磁响应型胡敏酸纳米材料的制备及其对Cu(Ⅱ)的吸附性能

doi:10.16085/j.issn.1000-6613.2019-0716

摘要/Abstract

摘要：

为了扩大胡敏酸的应用范围，采用共沉淀法制备了磁响应型胡敏酸纳米材料（MHA）。通过FTIR、XRD、BET、VSM等对其结构进行表征，并研究了Cu(Ⅱ)在MHA上的吸附行为。其吸附等温线符合Langmuir吸附模型，显示单层吸附。吸附动力学满足伪二阶吸附动力学模型，以化学吸附为主。吸附热力学表明此吸附在25～55℃下是自发过程。结果表明，MHA是一种高效、可持续的Cu(Ⅱ)吸附剂。该研究为生物质吸附剂的设计提供了一条新的思路。

关键词: 磁响应型胡敏酸纳米材料, 表征, 吸附等温线, 吸附动力学, 吸附热力学

Abstract:

In order to expand the application range of humic acid, the magnetic humic acid adsorbent (MHA) were prepared byco-precipitation method. The structure was characterized by FTIR, XRD, BET and VSM. The adsorption behavior for Cu(Ⅱ) onto MHA was also studied.
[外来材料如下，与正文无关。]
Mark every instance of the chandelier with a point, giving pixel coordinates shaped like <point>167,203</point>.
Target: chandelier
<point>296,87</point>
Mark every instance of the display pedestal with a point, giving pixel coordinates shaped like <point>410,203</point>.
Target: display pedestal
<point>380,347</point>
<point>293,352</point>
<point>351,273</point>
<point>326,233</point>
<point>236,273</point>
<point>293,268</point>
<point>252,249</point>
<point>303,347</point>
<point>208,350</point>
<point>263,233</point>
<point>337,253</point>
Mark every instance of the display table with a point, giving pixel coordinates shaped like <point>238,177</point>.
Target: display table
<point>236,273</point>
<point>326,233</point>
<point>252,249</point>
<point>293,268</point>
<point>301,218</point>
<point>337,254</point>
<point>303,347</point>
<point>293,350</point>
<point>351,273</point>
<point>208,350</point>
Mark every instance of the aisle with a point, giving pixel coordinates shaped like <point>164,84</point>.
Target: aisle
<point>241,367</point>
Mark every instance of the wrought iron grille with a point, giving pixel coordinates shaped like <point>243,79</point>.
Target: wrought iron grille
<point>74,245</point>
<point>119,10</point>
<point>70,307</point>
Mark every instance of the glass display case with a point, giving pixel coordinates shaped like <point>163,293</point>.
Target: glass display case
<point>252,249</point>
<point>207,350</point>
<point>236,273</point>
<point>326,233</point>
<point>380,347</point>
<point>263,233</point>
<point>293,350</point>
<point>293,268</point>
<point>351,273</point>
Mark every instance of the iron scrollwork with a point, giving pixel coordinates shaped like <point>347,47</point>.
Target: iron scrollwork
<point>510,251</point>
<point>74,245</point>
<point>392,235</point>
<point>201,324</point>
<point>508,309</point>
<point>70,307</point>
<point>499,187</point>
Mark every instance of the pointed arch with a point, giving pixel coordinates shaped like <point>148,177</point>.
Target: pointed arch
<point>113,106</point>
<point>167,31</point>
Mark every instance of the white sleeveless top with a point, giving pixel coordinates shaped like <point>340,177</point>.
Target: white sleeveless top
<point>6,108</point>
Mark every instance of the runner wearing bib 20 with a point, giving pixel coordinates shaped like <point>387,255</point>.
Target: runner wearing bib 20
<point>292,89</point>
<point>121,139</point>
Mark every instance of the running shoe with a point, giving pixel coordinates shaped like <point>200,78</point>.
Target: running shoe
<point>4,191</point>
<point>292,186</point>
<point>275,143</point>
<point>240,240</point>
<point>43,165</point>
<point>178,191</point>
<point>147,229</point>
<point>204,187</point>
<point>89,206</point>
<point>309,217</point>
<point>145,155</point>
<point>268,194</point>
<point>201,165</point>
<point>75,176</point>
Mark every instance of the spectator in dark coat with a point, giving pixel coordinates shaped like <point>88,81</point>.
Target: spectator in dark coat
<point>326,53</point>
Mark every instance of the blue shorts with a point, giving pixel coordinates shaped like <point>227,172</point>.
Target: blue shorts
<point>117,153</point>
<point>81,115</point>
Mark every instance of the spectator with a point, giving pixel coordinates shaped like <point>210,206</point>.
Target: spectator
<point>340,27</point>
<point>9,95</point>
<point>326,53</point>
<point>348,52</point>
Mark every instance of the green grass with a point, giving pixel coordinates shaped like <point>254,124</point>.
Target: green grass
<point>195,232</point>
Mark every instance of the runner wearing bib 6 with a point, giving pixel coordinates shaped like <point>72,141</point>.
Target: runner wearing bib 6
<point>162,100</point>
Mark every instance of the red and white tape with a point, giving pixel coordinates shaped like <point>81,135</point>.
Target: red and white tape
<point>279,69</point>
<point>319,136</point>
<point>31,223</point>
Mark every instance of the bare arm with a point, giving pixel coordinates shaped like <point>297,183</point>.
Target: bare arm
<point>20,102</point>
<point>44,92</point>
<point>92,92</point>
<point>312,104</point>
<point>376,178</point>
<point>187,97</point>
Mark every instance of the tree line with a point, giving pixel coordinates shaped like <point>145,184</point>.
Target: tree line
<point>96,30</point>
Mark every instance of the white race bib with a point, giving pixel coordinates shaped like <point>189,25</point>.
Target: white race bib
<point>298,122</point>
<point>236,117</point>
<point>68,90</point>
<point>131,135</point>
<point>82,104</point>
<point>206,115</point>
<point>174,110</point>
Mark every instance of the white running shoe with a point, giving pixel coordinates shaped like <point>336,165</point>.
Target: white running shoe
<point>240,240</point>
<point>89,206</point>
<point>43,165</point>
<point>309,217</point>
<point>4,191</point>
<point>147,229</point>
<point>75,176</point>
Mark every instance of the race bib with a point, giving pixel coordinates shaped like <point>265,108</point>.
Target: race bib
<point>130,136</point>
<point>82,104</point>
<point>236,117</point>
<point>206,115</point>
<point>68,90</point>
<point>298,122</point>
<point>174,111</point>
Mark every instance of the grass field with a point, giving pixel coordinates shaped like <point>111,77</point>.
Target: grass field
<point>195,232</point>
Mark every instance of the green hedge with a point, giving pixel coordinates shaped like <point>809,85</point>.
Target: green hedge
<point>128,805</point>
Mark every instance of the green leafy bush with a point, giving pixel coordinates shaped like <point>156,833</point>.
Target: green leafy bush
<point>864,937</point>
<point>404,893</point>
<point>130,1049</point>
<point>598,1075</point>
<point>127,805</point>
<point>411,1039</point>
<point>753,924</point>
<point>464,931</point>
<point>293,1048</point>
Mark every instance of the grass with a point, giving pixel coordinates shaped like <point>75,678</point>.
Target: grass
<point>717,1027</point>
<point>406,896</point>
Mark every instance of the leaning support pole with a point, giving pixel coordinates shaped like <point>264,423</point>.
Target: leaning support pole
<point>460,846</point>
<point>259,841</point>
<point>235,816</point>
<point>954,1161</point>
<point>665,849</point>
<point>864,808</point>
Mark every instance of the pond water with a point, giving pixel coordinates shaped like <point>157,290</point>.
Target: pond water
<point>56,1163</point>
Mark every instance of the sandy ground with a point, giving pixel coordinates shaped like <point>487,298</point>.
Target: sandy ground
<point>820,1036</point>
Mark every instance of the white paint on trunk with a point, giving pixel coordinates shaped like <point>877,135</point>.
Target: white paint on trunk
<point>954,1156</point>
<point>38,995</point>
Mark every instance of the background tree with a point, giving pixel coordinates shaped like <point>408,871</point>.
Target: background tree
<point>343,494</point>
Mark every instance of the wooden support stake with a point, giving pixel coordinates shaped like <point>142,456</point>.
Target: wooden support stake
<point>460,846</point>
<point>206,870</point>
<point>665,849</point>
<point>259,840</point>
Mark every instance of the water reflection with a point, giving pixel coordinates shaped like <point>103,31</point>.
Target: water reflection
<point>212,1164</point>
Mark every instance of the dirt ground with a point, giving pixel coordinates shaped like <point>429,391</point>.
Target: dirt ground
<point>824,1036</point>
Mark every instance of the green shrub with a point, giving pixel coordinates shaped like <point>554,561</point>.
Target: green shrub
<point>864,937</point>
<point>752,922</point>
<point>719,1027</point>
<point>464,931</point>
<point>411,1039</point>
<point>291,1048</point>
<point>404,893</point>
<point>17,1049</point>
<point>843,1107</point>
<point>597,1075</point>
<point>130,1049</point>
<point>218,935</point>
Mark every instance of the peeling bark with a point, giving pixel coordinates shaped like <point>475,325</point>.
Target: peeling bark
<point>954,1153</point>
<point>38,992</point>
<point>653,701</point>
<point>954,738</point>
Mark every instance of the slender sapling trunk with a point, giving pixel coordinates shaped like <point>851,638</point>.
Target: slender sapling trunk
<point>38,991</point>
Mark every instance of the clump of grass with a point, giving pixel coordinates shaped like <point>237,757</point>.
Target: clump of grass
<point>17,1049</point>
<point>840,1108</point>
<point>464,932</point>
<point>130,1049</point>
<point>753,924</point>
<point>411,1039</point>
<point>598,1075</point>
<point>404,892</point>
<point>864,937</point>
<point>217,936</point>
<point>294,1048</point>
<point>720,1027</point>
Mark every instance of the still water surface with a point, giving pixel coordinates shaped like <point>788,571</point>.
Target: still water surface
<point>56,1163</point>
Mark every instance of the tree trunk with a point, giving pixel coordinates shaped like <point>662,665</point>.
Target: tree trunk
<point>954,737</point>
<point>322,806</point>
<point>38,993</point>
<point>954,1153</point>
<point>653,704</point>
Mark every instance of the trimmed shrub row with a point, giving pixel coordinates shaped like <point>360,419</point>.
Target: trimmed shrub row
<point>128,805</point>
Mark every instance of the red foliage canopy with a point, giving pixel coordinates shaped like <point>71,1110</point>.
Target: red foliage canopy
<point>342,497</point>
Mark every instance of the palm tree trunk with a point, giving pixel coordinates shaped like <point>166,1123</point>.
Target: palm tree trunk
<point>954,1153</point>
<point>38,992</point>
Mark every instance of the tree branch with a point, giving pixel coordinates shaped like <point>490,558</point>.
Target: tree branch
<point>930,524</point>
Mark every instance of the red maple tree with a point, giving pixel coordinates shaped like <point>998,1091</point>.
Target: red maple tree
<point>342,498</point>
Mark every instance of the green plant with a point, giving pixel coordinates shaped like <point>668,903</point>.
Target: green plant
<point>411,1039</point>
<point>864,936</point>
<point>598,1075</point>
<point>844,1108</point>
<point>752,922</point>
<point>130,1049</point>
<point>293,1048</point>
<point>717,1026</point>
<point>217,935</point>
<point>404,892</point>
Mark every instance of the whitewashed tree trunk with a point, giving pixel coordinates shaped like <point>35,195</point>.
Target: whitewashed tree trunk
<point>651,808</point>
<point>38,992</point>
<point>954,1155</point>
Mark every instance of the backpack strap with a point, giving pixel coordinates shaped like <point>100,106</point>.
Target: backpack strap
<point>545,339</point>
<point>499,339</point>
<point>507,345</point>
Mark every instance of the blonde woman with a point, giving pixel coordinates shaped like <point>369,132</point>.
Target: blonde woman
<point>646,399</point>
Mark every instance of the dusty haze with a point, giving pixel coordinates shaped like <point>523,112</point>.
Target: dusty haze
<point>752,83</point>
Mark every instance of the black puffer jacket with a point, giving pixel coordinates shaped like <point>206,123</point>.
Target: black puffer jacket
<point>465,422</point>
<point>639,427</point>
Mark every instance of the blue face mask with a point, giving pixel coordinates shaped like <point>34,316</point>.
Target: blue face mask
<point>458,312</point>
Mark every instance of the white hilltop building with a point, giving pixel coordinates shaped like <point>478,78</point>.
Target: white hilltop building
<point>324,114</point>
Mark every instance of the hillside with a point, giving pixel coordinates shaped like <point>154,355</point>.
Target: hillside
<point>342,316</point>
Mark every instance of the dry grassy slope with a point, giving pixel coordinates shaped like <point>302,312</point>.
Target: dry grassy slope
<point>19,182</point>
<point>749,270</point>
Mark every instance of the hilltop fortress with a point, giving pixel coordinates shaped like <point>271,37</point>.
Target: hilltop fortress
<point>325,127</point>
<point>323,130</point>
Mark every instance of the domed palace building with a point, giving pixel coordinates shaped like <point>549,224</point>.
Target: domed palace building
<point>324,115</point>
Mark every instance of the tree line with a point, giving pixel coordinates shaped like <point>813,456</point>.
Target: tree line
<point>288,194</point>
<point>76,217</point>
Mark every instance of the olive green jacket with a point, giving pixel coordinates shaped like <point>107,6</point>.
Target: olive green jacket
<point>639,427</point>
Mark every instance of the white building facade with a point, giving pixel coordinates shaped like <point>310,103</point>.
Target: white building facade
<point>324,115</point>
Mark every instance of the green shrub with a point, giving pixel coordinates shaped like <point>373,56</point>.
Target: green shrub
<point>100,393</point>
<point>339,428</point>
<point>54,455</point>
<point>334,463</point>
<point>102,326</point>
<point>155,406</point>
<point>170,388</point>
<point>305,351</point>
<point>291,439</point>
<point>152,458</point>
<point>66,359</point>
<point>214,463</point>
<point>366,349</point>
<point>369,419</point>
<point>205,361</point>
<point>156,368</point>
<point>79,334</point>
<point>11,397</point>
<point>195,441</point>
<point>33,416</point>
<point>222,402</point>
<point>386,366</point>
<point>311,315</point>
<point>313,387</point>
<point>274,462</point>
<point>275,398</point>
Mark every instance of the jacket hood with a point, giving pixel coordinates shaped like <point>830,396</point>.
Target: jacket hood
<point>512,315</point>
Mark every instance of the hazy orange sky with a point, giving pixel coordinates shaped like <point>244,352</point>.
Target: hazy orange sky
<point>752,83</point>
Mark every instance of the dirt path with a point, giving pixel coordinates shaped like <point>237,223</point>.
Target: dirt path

It was disclosed that the adsorption isotherm conformed to the Langmuir adsorption model, showing single layer adsorption. The adsorption kinetics can be described as the pseudo-second-order model, illustrating the adsorption of Cu(Ⅱ) on the MHA was chemisorption. Adsorption thermodynamics indicated that the adsorption was spontaneous at 25—55°C. The results showed that MHA was a highly efficient, sustainable adsorbent for Cu(Ⅱ) and provided a new insight for the design of biomass adsorbents.

Key words: magnetic humic acid, characterization, adsorption isotherm, adsorption kinetics, adsorption thermodynamics

中图分类号:

周敏茹,姚培,张启蒙,李树白,刘媛,夏守鑫. 磁响应型胡敏酸纳米材料的制备及其对Cu(Ⅱ)的吸附性能[J]. 化工进展, 2020, 39(3): 1145-1152.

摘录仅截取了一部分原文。